Wed, Dec 16, 2009
Hearing of Livingstone, a small town in Zambia near Victoria Falls, reminds me of my childhood days in Scotland. I am not talking crap. This town was named after a missionary, Dr. David Livingstone, who was born in Blantyre in Scotland, which is coincidently my birth place as well. I sometimes marvel at the development in technology and human behavior that took place in the past couple of centuries. Dr. David was the first white ever to watch the ‘Smoke that Thunders’, the ancient name of Victoria Falls (See, I told you. Even the name has been changed). And now, thousands of people including whites travel to watch the thundering smoke.
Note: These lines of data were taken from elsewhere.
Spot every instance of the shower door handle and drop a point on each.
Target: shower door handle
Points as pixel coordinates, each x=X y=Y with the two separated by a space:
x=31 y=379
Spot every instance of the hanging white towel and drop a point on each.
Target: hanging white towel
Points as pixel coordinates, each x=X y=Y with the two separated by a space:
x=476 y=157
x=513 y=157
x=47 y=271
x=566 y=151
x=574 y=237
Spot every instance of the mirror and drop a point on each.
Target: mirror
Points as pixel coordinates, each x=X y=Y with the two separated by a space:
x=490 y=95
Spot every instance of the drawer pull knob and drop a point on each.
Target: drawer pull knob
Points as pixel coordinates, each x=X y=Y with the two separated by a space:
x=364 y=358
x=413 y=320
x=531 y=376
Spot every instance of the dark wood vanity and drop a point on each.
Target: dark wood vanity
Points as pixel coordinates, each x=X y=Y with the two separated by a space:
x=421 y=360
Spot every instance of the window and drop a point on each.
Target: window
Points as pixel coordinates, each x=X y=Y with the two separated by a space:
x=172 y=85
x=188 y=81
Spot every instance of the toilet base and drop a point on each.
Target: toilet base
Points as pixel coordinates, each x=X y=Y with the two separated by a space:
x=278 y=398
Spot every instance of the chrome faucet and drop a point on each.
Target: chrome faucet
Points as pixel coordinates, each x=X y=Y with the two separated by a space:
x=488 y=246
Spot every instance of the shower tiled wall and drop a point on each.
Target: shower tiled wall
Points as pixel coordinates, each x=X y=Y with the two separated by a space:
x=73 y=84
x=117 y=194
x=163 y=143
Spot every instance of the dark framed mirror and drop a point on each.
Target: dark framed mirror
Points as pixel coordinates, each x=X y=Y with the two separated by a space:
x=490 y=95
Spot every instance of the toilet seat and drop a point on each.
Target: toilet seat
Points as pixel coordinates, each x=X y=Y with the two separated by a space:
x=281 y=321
The last time when I visited this cascading falls, I halted for 2 days at The Zambezi Sun Hotel built nearby, not because of its exquisiteness but due to its oddity. Why odd? The hotel is nothing but a ring of chalets encircling the open-air pool, restaurants, bars, and shops. I stopped worrying after being food-plundered twice by the monkeys that wandered in the ground and over my chalet. Zebras standing besides watched me and grinned silently. A Zambian band performed live music every night that was so loud that people couldn’t sleep even in the chalets. So they forcibly had to come out and attend the concert.
I have seen 2 major waterfalls in my lifetime: Victoria and Niagara. Niagara, to me, seemed more influential simply due to the amount of water thundering over the crimson crags. However, Victoria is not as powerful as Niagara but is less commercialized and displays more natural magnificence than Niagara. Some unendorsed guides offered a walking tour to the desolate land of Livingstone Island that was in the center of Zambezi River very close to the plunging water. Being quite adventurous I took the rope walk to the island. Later, I found the sign “Beware of Crocodiles”, which made me wrathful and I didn’t pay the guide. This kind of walk is not at all recommended and is quite precarious and perilous.
Although not so rich country, Zambia seemed to me quite a pleasing place, unlike its southern neighbor, Zimbabwe. Some years ago I took a day tour through the border to watch the falls from the other side. I entered a town and hired a cab who asked questions more than my boss. He was shocked to know that I am a British visitor and warned me to be careful. He said “Zimbabwe was once a good place, not anymore”. I told him that I am quite informed and regularly watch television news and read newspapers except since last week as I was traveling to various locations. He smiled and quietly informed that last morning, Zimbabwe had been separated from the British Commonwealth. I looked at my face in the rare view mirror. I looked very much British.
On my way to the falls, a policeman interrupted me and asked for a £30 ‘gift’ for entering the fallaciously privileged country. Obviously, I couldn’t deny the inducement and paid him off. When I reached Southern Rodesia near the First Gorge out of the famous seven gorges, two healthy people asked for some funds on behalf of the third blind one. I could have given some pounds as donation, but they seemed to be threatening me rater than begging. I avoided them and continued walking, but baddies are always baddies. They snatched my bag and disappeared. Luckily, the bag contained only some travel equipments. My passport, money, and cards were in my wallet. Undoubtedly the panoramas of Victoria Falls were fabulous from Zimbabwe, but the experience was quite depressing. I wandered around the place and next day went to the island of Livingstone (this time from Zimbabwe). I saw the Statue of David Livingstone, thought about my childhood days and smiled probably for the first time since I entered Zimbabwe. No more dreadful incidents took place, but the ambiance was manifestly ruined, at least for me. While returning, I once lost my way. However, I avoided contacting the policeman standing nearby who would help me in no way except making me £40 poorer.
Later when I went home and watched the TV news, I heard Robert Mugabe uttering lividly against the British Government, I realized that I was in the wrong place at an erroneous time.
I have seen Victoria Falls thrice in my lifetime (because of its relation with my childhood), twice from Zambia, once from Zimbabwe as it gushes between them. However, I would recommend Zambia as the ideal location to watch the awe-inspiring falls.